Эрик Булатов «Картина умерла! Да здравствует картина!»

Иллюстратор Эрик Булатов

«Русский журнал», 17.12.1999

Чего только не делали с картиной, наконец совсем похоронили и крест на ней поставили. Однако, оказывается, она все еще живет и даже, по-видимому, умирать не собирается.

Что ж это за штука такая — картина, — и почему так уж обязательно надо сживать ее со света?

Этот вопрос меня особенно касается, потому что я всю свою жизнь посвятил именно картине.

Не помню уже, сколько раз я говорил и писал о том, что природа картины двойная: картина — это предмет, вернее, предметная поверхность, и одновременно — некое потенциальное пространство.

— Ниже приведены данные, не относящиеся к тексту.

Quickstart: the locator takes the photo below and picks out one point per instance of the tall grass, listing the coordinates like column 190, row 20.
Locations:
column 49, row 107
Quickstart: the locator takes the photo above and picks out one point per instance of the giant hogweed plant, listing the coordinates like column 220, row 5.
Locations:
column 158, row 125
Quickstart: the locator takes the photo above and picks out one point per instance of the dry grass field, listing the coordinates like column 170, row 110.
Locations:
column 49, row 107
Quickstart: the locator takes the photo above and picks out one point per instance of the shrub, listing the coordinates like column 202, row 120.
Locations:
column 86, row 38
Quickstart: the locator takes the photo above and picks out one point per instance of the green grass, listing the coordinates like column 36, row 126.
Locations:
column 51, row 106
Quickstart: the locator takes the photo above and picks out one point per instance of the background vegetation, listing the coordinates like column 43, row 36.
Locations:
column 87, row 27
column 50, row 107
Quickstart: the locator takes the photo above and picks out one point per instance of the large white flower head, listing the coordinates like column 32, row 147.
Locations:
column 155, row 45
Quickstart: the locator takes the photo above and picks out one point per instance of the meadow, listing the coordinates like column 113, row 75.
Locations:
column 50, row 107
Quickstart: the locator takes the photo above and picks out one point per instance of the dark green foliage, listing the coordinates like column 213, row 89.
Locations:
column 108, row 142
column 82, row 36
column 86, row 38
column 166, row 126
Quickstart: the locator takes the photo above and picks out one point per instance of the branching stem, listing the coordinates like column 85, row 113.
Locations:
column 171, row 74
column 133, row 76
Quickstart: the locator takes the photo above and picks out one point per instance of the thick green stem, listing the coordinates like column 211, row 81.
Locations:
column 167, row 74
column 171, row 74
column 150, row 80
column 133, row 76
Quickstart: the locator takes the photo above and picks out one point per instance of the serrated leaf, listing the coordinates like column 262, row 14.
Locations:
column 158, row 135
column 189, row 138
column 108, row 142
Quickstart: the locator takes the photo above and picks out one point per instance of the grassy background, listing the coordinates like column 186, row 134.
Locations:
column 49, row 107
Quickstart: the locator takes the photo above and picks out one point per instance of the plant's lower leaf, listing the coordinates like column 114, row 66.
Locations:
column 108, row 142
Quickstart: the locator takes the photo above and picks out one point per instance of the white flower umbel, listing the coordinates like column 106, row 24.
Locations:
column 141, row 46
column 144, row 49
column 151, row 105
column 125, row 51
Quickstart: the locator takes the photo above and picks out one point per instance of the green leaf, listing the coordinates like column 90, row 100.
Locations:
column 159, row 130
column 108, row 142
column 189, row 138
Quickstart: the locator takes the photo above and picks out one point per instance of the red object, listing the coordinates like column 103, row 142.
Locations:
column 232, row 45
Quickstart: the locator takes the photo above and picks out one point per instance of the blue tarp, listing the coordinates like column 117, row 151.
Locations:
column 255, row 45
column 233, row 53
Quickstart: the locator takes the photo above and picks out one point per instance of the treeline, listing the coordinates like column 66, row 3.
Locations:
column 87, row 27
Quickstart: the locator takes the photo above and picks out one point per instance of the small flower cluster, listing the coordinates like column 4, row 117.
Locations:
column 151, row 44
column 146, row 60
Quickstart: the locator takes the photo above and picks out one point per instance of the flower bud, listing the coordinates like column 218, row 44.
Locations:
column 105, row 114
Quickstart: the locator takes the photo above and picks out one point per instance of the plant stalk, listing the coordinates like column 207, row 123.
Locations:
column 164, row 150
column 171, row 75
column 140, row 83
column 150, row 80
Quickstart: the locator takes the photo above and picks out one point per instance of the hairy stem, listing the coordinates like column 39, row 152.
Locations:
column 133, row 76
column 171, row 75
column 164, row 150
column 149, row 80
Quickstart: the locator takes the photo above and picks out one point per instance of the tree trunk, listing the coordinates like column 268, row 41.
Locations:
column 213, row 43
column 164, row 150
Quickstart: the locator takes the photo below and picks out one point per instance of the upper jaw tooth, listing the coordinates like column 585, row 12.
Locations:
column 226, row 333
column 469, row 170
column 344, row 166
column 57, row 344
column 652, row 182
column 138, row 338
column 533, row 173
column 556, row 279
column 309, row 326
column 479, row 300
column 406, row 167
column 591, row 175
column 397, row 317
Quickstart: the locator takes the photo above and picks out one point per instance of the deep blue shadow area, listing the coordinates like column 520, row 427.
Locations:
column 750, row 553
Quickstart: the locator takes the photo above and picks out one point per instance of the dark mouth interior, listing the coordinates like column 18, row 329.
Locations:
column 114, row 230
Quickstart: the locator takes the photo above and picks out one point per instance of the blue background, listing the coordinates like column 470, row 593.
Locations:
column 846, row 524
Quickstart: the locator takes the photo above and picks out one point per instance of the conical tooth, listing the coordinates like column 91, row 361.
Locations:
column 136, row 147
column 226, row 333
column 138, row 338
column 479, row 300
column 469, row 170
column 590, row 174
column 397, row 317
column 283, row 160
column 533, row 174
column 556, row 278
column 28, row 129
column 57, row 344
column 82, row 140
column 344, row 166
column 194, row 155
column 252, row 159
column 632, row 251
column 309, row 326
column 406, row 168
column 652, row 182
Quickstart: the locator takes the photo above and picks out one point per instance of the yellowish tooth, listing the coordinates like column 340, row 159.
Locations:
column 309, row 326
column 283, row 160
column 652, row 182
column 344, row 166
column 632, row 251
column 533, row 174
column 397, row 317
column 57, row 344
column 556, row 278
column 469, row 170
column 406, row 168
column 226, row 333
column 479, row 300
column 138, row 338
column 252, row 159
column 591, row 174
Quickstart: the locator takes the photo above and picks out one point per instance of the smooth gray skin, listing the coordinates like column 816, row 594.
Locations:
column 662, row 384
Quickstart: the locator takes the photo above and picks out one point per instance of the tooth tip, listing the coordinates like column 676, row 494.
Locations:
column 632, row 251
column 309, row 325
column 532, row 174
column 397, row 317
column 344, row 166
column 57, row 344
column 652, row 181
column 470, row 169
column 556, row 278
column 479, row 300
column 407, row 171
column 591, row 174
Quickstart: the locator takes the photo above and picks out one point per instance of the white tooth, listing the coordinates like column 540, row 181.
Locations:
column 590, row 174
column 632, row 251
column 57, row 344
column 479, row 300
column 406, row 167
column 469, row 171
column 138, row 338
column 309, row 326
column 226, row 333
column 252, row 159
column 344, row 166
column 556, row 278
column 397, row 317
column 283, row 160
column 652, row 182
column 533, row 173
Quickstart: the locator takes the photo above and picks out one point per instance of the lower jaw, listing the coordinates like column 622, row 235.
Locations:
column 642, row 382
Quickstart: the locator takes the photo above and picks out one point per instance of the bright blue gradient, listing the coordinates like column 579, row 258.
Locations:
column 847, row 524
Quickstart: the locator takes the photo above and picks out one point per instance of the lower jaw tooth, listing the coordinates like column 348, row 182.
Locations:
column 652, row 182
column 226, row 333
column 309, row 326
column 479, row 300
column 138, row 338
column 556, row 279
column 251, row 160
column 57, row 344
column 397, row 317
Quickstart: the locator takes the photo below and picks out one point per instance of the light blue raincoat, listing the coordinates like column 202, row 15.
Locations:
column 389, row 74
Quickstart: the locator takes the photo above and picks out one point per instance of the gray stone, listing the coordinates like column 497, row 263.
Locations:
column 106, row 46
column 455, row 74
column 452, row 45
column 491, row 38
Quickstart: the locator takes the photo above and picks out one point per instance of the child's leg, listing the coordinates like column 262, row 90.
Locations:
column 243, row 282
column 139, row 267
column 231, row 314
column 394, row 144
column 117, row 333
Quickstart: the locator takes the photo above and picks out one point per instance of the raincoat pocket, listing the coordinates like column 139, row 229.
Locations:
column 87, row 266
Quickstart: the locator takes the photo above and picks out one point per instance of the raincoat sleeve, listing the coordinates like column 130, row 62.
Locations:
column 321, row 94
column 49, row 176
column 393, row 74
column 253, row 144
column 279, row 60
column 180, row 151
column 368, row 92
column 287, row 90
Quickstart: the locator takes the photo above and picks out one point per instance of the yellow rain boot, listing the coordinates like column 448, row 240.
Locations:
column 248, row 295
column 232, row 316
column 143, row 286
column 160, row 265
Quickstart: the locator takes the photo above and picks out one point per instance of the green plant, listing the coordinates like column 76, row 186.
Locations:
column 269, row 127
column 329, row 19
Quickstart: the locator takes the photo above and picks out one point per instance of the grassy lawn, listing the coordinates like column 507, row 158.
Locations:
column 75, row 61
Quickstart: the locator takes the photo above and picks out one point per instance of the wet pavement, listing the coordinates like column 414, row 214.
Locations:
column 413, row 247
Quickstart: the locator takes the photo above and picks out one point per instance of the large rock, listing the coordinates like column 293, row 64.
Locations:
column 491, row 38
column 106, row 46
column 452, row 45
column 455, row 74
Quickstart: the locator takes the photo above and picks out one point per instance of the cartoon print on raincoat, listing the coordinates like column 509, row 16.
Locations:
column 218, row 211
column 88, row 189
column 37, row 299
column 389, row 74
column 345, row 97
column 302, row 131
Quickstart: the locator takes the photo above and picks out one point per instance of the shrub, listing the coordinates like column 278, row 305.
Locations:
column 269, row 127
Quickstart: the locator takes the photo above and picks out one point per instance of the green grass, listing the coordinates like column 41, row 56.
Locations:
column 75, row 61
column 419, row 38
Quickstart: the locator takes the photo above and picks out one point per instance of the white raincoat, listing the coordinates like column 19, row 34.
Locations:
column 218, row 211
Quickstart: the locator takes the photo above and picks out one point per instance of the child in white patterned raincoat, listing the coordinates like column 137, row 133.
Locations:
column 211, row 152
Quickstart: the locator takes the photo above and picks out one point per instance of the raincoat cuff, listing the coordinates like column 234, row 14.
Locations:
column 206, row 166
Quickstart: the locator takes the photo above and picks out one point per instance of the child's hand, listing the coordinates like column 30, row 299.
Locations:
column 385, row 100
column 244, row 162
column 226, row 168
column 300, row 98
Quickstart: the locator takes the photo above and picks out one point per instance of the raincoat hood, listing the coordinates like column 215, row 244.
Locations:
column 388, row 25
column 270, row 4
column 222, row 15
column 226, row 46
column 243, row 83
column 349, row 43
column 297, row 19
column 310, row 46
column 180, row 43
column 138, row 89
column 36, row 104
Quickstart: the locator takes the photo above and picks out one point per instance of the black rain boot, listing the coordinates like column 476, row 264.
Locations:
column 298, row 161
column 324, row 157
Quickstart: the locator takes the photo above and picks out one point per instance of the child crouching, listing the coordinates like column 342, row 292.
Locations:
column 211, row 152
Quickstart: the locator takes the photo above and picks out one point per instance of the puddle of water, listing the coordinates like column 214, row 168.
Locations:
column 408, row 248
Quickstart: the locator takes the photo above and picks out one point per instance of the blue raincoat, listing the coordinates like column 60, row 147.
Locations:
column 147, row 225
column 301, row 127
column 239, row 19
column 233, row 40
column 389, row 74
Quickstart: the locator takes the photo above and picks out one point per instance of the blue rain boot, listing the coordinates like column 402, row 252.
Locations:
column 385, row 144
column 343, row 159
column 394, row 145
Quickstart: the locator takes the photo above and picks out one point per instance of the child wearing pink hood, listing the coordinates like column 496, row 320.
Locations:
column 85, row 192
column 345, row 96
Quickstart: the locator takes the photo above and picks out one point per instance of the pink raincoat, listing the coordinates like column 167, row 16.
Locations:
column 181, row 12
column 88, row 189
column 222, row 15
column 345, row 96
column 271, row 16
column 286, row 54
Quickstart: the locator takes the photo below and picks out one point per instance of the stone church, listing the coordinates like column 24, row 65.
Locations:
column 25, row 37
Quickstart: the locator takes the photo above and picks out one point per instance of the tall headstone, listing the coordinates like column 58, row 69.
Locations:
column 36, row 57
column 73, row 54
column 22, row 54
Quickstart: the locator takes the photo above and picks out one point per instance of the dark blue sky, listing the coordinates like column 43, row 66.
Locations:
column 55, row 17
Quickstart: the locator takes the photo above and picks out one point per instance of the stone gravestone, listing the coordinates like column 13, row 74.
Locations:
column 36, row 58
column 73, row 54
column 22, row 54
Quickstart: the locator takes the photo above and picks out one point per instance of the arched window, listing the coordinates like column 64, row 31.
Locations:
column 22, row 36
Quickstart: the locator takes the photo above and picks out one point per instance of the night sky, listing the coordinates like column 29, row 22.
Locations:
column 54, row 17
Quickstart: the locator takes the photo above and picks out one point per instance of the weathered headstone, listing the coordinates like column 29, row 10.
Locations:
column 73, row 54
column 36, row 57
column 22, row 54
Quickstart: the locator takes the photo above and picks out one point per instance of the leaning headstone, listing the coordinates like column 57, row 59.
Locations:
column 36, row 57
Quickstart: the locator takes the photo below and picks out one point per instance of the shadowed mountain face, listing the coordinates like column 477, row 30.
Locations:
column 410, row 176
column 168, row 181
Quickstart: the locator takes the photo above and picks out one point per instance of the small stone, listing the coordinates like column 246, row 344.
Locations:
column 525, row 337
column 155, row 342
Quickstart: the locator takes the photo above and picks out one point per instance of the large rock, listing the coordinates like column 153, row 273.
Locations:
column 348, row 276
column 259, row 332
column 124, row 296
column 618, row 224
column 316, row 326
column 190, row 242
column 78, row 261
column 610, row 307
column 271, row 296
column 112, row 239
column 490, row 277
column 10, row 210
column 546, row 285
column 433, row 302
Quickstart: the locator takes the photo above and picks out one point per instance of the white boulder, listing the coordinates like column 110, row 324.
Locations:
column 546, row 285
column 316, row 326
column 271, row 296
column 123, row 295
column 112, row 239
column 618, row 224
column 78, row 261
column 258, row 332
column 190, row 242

Предметную поверхность мы можем потрогать, положить на нее краску, наклеить что-нибудь, вообще проделать с ней массу манипуляций. В качестве потенциального пространства картина представляет нам возможность построить некое пространство по ту сторону поверхности картины, а зрителю — войти в него, то есть, оставаясь физически в пространстве своего обычного существования, оказаться в ином пространстве, как бы внутри картины.

Только единство обоих этих свойств создает картину как целое. Рассмотренные в отдельности, они в состоянии дать лишь фрагментарный, деформированный образ даже не картины, а полукартины.

Однако сознание нашего времени понимает картину почти исключительно как предметную поверхность, игнорируя совершенно ее пространственные возможности…

Такое представление сложилось не вчера и не сразу. Я думаю, что фальшивая пространственная иллюзорность академических картин XIX века настолько набила оскомину, что великая революция в искусстве конца прошлого — начала нашего века вместе с академическим хламом выкинула сгоряча не только фальшивое пространство академической картины, но и пространство картины вообще.

Осталась в работе только поверхность картины. Сначала это были импрессионистские и сезанновские структуры холодных — теплых тонов, из которых возник кубизм. И тут оказалось, что с поверхностью можно проделать массу интересного: придать ей различную фактуру, приклеить что-нибудь, нарастить рельеф, разрезать, зашить — словом, возможностей не счесть.

Однако потом оказалось, что счесть можно, и даже, в сущности, уже и считать нечего, а все, что можно было сделать, сделано. А если чего и не сделано, особого смысла делать не имеет, поскольку ясно, что сделать с поверхностью можно все что угодно.

Вот с этого момента и заговорили о том, что картина умерла. Правда, картина продержалась еще немного, потому что возник поп-арт, который объявил, что дело не в поверхности картины и вообще не в том, что на ней нарисовано. По мнению поп-артистов, это не имело никакого значения. Для них важным становилось поле, которое возникало между сознанием зрителя и изображением. В этом поле и создавалась картина, причем создавалась она как бы самим зрителем.

Потому что дело, конечно, не в той консервной банке, которая даже не изображена, а просто напечатана на картине, а в том, что эта банка вызывает в сознании зрителя массу ассоциаций с тем, что он видел на улице, в метро, по телевизору, что он слышит каждый день, и вот эти ассоциации и создают в его сознании картину его собственной жизни, он ее узнает и как бы открывает сам для себя благодаря этой консервной банке.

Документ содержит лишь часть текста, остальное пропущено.